Advocacy—its importance and its impact

What is MassCFIDS? was the title of a report prepared and presented for members and guests in attendance by Ms. Charmian Proskauer. Since MassCFIDS was founded and registered as non-profit charity 501(c)3 organization more than a quarter of a century ago, many newer members and guests have asked to learn more about its past, current work, and future goals.

MassCFIDS is the short name for the Massachusetts CFIDS/ME & FM Association. Fibromyalgia (FM) was added to the Association's mission (and name) during the 1990's. The history of the Association is available on the website, under the topic "History of the Association."

MassCFIDS has an all-volunteer Board (currently of 14 members) which holds bi-monthly meetings. Officers are elected from within the Board. All the work of the Association is done by volunteers.

Ms. Proskauer shared with the audience how she had been initially recruited several years ago to help create a new website for Association. Eventually, she was elected to the Board and now oversees several committees. She also spoke about her desire to become an advocate for the illness; she is a family member of someone who has CFS. Finding herself with a little extra time, she wanted to work with others towards something that would make a difference-the Association fulfilled this need.

MassCFIDS is the oldest patient-run CFS organization in the country and its mission has remained the same, although the organization has evolved over time. Our members and volunteers continue to work and advocate for patients and their families in many ways: conveying information through the website and an E-newsletter; responding to questions by emails or phone calls; providing community outreach/patient services; speaking out (or writing) on issues which may negatively impact patients; and sponsoring educational events.

A note about the patient and/or patient's family contacts we receive—70% of these are requests for services and 2/3 are for physician referrals. To be able to provide patient outreach and programs, it is important that we continue to build up our membership; but there is also strength in numbers which really matters when it comes to advocacy.

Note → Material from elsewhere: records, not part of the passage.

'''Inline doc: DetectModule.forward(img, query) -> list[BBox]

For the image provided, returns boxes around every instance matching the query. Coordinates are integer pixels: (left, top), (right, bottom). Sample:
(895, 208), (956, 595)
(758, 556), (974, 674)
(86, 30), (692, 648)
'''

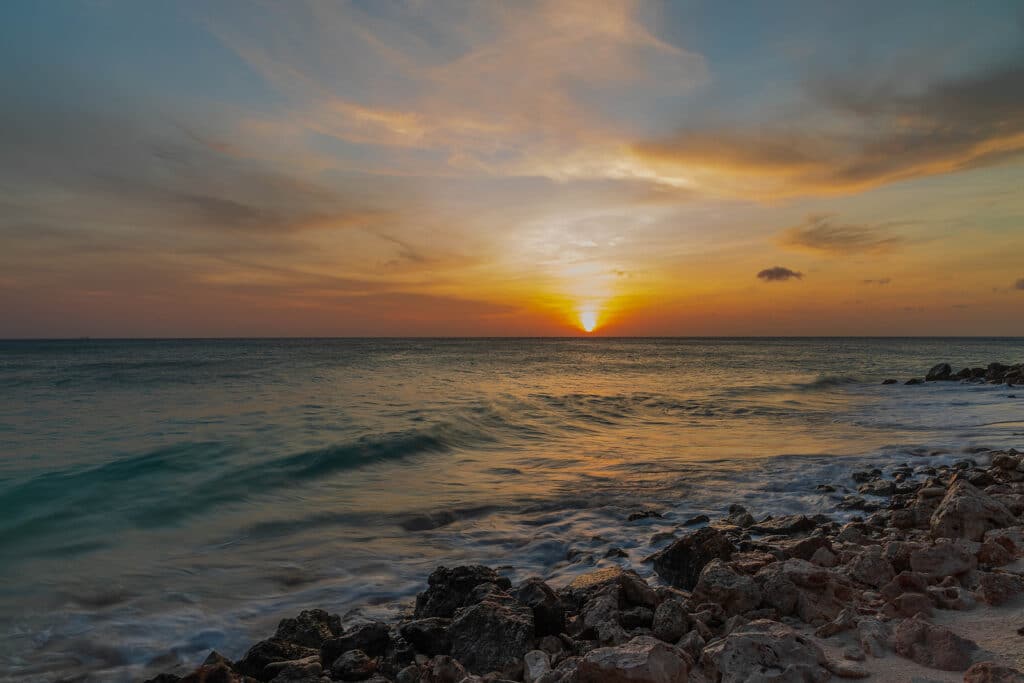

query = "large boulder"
(515, 579), (565, 636)
(560, 567), (658, 608)
(415, 564), (512, 618)
(755, 559), (858, 626)
(319, 622), (391, 669)
(273, 609), (342, 647)
(910, 539), (978, 579)
(931, 479), (1017, 541)
(234, 638), (317, 681)
(398, 616), (452, 657)
(449, 599), (535, 678)
(964, 661), (1024, 683)
(693, 559), (761, 616)
(575, 636), (690, 683)
(651, 526), (733, 591)
(893, 616), (978, 671)
(701, 620), (831, 683)
(925, 362), (953, 382)
(847, 546), (896, 588)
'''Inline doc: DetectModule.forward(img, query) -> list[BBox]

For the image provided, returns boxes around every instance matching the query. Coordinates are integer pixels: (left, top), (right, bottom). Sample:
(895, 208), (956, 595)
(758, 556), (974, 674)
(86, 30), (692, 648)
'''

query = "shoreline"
(136, 364), (1024, 683)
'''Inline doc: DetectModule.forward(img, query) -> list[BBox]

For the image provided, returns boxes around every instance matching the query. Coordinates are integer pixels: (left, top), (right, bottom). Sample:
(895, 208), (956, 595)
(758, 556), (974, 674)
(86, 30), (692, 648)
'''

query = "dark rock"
(925, 362), (953, 382)
(515, 579), (565, 636)
(651, 527), (733, 590)
(331, 650), (377, 681)
(415, 564), (511, 618)
(894, 617), (978, 671)
(273, 609), (342, 647)
(560, 567), (658, 607)
(398, 616), (452, 656)
(964, 661), (1024, 683)
(319, 622), (391, 669)
(234, 638), (315, 681)
(627, 510), (663, 522)
(751, 515), (817, 536)
(449, 600), (535, 678)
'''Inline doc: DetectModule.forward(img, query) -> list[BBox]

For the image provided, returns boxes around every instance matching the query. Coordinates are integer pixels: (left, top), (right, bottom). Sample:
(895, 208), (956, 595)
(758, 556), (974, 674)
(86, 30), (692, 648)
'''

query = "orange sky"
(0, 1), (1024, 337)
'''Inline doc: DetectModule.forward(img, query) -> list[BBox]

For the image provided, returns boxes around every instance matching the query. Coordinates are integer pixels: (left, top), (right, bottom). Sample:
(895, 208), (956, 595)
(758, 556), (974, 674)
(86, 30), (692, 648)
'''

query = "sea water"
(0, 338), (1024, 681)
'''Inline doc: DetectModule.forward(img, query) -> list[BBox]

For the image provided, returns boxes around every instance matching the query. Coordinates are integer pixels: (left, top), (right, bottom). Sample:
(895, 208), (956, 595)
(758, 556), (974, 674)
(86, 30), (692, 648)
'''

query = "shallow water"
(0, 339), (1024, 681)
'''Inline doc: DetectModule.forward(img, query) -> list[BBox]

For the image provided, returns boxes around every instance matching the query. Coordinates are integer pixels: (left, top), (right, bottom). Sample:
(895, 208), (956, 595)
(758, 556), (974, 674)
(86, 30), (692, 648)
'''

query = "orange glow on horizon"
(580, 310), (597, 332)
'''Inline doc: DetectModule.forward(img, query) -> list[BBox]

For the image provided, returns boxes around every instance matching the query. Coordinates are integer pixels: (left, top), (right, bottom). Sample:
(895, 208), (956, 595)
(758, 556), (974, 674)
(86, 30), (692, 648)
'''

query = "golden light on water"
(580, 310), (597, 332)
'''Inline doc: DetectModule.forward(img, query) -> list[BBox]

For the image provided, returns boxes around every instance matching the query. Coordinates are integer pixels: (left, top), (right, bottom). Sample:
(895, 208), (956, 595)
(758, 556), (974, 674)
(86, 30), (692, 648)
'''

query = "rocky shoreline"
(147, 364), (1024, 683)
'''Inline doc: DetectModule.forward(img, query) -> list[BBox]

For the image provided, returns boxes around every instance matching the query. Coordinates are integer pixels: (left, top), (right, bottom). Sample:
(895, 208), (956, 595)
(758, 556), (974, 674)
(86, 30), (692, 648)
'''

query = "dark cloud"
(636, 58), (1024, 194)
(781, 216), (902, 254)
(758, 265), (804, 283)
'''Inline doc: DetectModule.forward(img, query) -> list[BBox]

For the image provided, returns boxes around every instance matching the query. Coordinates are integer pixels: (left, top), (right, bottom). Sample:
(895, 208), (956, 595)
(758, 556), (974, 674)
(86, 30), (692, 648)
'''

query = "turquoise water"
(0, 339), (1024, 681)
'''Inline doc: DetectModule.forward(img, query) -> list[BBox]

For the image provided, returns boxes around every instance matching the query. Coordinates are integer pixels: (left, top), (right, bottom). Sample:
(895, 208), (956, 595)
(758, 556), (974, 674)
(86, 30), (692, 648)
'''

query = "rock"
(810, 548), (839, 567)
(651, 527), (733, 590)
(700, 620), (830, 683)
(627, 510), (664, 522)
(273, 609), (342, 648)
(515, 579), (565, 636)
(419, 654), (466, 683)
(264, 655), (324, 683)
(857, 616), (890, 657)
(751, 515), (818, 536)
(398, 616), (452, 656)
(415, 565), (511, 618)
(755, 559), (857, 625)
(522, 650), (551, 683)
(174, 664), (245, 683)
(931, 479), (1017, 541)
(910, 539), (978, 579)
(577, 636), (690, 683)
(964, 661), (1024, 683)
(891, 593), (932, 616)
(847, 546), (896, 588)
(651, 599), (688, 643)
(693, 559), (761, 616)
(331, 650), (377, 681)
(561, 567), (658, 608)
(234, 638), (317, 681)
(893, 616), (978, 671)
(976, 571), (1024, 605)
(449, 600), (534, 678)
(618, 606), (654, 630)
(319, 622), (391, 669)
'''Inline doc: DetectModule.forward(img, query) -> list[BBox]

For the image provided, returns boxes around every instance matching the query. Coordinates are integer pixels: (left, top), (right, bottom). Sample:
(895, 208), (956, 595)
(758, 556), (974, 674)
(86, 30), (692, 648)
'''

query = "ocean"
(0, 338), (1024, 681)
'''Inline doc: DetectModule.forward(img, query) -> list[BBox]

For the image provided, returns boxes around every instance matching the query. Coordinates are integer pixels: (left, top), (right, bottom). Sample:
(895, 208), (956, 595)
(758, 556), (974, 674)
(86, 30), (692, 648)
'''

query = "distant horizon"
(0, 334), (1024, 339)
(0, 0), (1024, 339)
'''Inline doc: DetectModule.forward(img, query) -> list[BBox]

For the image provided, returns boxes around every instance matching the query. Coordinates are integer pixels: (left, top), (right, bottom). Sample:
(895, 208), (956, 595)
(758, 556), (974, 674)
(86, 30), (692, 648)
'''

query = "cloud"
(781, 215), (903, 254)
(758, 265), (804, 283)
(633, 59), (1024, 197)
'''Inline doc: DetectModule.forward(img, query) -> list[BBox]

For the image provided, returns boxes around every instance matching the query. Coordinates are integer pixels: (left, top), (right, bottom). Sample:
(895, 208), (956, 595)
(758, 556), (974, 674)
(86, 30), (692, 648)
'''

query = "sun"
(580, 310), (597, 332)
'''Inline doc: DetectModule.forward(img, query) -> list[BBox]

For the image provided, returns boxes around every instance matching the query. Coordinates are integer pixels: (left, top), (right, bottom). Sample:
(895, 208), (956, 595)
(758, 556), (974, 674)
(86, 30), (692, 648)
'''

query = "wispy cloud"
(634, 54), (1024, 197)
(780, 215), (903, 254)
(758, 265), (804, 283)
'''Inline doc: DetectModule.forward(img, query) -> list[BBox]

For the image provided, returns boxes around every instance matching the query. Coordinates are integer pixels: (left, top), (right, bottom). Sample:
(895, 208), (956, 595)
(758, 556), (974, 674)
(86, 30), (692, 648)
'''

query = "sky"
(0, 0), (1024, 338)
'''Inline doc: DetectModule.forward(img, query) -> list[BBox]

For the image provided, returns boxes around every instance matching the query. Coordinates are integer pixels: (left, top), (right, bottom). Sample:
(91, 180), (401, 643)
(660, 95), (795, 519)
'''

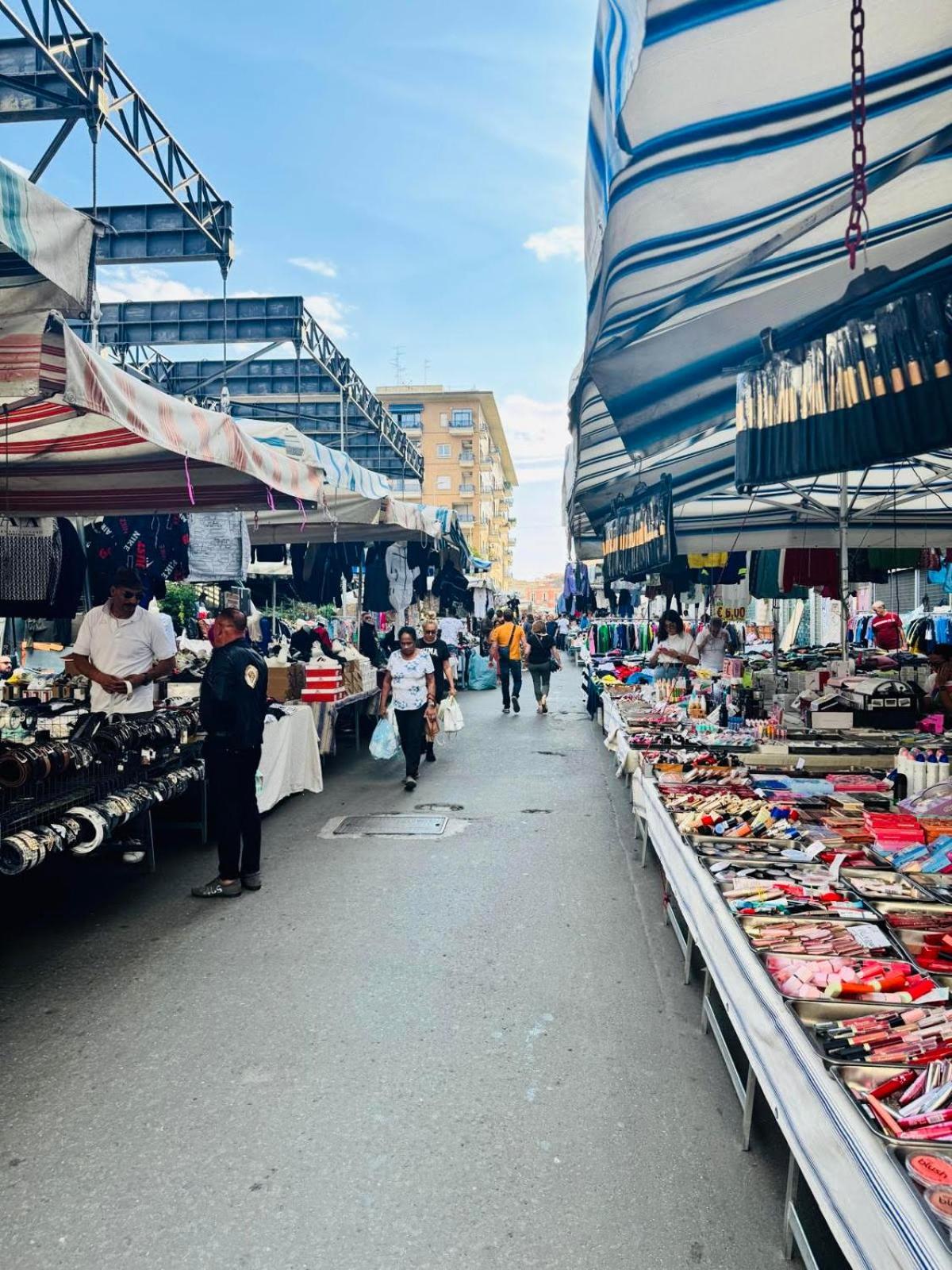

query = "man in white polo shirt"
(72, 569), (175, 715)
(72, 569), (175, 864)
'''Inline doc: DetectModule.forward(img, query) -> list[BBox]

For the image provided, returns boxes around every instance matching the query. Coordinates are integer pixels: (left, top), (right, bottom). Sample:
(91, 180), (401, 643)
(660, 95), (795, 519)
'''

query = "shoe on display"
(192, 878), (241, 899)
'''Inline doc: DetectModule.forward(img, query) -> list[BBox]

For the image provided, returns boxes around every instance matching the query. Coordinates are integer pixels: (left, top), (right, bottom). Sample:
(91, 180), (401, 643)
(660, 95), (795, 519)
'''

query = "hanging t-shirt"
(387, 648), (436, 710)
(872, 614), (903, 652)
(440, 618), (466, 648)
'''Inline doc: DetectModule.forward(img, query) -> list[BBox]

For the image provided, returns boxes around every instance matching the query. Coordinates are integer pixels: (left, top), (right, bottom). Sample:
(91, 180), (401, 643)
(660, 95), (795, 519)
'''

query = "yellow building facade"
(376, 383), (518, 592)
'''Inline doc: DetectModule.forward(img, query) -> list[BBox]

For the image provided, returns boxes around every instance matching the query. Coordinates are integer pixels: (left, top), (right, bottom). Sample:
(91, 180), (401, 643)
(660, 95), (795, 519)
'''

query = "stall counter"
(643, 779), (950, 1270)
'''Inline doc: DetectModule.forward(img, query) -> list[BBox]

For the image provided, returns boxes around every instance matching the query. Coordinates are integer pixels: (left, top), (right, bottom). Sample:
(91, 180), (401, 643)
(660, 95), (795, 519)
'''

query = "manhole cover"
(332, 815), (447, 838)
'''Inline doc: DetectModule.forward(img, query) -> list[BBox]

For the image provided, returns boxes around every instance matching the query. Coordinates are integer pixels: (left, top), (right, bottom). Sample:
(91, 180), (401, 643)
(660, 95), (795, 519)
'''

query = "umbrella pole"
(839, 472), (849, 663)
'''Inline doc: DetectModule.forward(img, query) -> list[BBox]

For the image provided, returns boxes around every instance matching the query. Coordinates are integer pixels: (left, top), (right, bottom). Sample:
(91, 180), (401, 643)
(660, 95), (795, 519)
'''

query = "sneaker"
(192, 878), (241, 899)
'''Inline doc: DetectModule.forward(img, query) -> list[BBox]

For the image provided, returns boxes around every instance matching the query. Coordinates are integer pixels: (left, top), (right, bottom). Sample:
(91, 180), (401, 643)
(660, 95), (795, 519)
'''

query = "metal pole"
(354, 548), (366, 648)
(839, 472), (849, 662)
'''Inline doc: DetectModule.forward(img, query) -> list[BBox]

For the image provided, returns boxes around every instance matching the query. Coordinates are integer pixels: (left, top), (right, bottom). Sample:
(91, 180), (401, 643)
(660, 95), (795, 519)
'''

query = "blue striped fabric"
(567, 0), (952, 528)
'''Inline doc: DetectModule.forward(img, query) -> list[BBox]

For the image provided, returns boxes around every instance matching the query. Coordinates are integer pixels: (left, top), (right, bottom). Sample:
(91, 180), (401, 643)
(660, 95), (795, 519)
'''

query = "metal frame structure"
(93, 296), (423, 480)
(0, 0), (233, 275)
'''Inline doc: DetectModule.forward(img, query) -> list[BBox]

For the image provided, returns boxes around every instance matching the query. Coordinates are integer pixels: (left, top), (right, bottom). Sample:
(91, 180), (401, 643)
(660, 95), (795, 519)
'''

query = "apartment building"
(377, 383), (518, 591)
(512, 573), (565, 614)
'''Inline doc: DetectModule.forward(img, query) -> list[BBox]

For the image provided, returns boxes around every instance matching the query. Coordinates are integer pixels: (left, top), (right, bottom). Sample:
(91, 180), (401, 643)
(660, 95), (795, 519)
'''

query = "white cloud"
(305, 296), (351, 339)
(288, 256), (338, 278)
(523, 225), (585, 263)
(97, 264), (211, 305)
(499, 392), (569, 484)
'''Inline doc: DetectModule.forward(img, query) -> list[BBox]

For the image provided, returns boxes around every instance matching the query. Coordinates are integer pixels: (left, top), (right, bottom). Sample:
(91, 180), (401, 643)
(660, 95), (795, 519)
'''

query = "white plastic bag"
(440, 697), (463, 734)
(370, 711), (400, 760)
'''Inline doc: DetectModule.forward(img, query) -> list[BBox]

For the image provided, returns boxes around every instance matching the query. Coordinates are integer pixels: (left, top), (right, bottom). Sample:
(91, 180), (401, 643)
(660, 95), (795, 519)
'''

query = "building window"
(390, 405), (423, 428)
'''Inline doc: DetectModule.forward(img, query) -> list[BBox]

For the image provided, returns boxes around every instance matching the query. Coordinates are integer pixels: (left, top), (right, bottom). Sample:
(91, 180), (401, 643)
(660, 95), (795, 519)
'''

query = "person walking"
(420, 618), (455, 764)
(647, 608), (698, 679)
(872, 599), (908, 652)
(525, 622), (562, 714)
(192, 608), (268, 899)
(72, 569), (175, 865)
(379, 626), (436, 790)
(490, 608), (525, 714)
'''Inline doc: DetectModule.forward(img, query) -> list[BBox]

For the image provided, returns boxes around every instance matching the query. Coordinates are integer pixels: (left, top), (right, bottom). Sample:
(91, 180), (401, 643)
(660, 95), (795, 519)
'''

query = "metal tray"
(738, 913), (908, 955)
(839, 868), (924, 904)
(763, 945), (934, 1014)
(792, 980), (952, 1072)
(830, 1063), (952, 1156)
(889, 1141), (952, 1243)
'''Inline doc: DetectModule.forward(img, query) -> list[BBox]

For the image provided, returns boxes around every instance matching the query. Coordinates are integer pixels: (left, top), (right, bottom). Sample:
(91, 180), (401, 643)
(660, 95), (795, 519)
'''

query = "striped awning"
(0, 159), (95, 318)
(0, 319), (324, 516)
(573, 0), (952, 495)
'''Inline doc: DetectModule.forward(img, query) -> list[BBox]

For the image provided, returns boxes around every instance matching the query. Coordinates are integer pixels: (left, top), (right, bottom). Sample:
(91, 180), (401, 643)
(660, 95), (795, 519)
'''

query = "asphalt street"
(0, 671), (783, 1270)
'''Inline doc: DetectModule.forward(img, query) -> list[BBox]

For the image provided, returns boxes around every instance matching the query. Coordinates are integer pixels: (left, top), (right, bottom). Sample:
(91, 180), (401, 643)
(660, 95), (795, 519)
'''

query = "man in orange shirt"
(489, 608), (525, 714)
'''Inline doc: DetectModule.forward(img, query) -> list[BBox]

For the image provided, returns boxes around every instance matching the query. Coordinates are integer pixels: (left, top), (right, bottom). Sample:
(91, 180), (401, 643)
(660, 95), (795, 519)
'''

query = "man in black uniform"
(192, 608), (268, 899)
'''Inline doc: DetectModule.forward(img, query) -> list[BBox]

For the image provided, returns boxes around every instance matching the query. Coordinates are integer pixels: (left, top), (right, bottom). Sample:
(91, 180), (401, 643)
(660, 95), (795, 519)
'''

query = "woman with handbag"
(525, 622), (562, 714)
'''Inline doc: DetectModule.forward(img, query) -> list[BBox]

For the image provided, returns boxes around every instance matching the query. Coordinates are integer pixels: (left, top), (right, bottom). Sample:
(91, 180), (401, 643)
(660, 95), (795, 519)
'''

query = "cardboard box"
(268, 665), (288, 701)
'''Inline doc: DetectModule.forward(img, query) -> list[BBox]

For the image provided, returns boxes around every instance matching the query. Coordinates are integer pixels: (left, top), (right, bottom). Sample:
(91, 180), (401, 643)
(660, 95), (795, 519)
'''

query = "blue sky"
(2, 0), (595, 576)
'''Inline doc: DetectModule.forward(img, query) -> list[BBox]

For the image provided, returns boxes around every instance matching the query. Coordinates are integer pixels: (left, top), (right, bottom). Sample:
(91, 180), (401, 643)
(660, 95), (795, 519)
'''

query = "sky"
(0, 0), (597, 578)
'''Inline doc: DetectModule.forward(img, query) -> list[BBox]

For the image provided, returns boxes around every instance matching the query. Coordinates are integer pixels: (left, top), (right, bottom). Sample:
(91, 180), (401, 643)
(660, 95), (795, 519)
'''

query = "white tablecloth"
(643, 779), (950, 1270)
(258, 705), (324, 811)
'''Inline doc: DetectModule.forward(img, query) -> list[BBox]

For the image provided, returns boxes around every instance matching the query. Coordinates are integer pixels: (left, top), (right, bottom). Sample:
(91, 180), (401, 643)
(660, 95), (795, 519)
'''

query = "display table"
(258, 705), (324, 811)
(309, 688), (379, 758)
(643, 779), (950, 1270)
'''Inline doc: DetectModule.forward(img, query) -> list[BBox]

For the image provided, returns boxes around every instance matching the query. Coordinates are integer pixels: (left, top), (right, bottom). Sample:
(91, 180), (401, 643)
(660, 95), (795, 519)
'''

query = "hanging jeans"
(203, 741), (262, 881)
(499, 652), (522, 710)
(393, 706), (427, 779)
(529, 662), (552, 701)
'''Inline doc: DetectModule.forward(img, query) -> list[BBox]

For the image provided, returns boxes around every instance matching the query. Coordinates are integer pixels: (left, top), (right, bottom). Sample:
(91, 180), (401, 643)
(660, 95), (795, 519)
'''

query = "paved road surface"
(0, 671), (782, 1270)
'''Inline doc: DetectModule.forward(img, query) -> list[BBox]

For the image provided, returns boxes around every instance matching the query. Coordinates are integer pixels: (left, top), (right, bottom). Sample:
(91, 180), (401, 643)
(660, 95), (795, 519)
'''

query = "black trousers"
(393, 706), (427, 777)
(205, 741), (262, 881)
(529, 662), (552, 701)
(499, 656), (522, 706)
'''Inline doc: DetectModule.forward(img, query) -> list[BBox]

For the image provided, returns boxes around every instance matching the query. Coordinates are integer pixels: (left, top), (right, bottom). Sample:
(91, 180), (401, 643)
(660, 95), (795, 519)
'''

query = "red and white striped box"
(301, 665), (344, 701)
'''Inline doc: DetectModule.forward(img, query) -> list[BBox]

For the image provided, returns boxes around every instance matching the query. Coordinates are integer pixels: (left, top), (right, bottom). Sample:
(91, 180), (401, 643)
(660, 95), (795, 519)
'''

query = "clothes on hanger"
(84, 512), (190, 605)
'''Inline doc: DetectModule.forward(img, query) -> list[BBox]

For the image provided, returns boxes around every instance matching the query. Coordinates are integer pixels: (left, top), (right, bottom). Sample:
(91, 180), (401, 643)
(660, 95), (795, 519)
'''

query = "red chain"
(846, 0), (867, 269)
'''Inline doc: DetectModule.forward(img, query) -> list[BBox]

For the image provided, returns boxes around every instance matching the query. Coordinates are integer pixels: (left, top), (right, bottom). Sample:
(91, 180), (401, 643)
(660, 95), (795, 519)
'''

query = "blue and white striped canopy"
(567, 0), (952, 561)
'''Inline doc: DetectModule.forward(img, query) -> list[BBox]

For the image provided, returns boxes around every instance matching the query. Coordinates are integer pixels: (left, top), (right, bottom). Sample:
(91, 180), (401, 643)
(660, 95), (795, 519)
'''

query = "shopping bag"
(440, 697), (463, 735)
(370, 715), (400, 758)
(467, 652), (497, 692)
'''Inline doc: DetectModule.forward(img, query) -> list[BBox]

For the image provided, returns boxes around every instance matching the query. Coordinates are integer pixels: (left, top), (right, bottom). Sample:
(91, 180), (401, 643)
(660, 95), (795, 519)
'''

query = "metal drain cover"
(332, 815), (448, 838)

Dr. Gurwitt and Ms. Proskauer echoed the same message—the impact of advocacy may not be immediately realized, but it can have a far-reaching effect and pay off in many ways. Statistics collected on the Association's website traffic reveal the extent of its global reach-during the past 12 months there were 20,000 unique visitors from 151 different countries.

The video of Dr. Anthony Komaroff's April 2010 lecture has been viewed from around the world and translated into 4 languages. It has served as a catalyst for important advocacy initiatives, like those embarked on by the Norwegian health ministry.

The Association also played a direct role in helping Japan form its first national ME/CFS conference.

It maintains close contact with the CDC, through Dr. Elizabeth Unger, and overall, it has shown a good, strong reach into a lot of areas, concluded Ms. Proskauer.

MassCFIDS will evaluate on-going advocacy initiatives, participate selectively, and provide opportunities for patients AND their family members, relatives or friends to participate. Our goal is to expand advocacy in Massachusetts.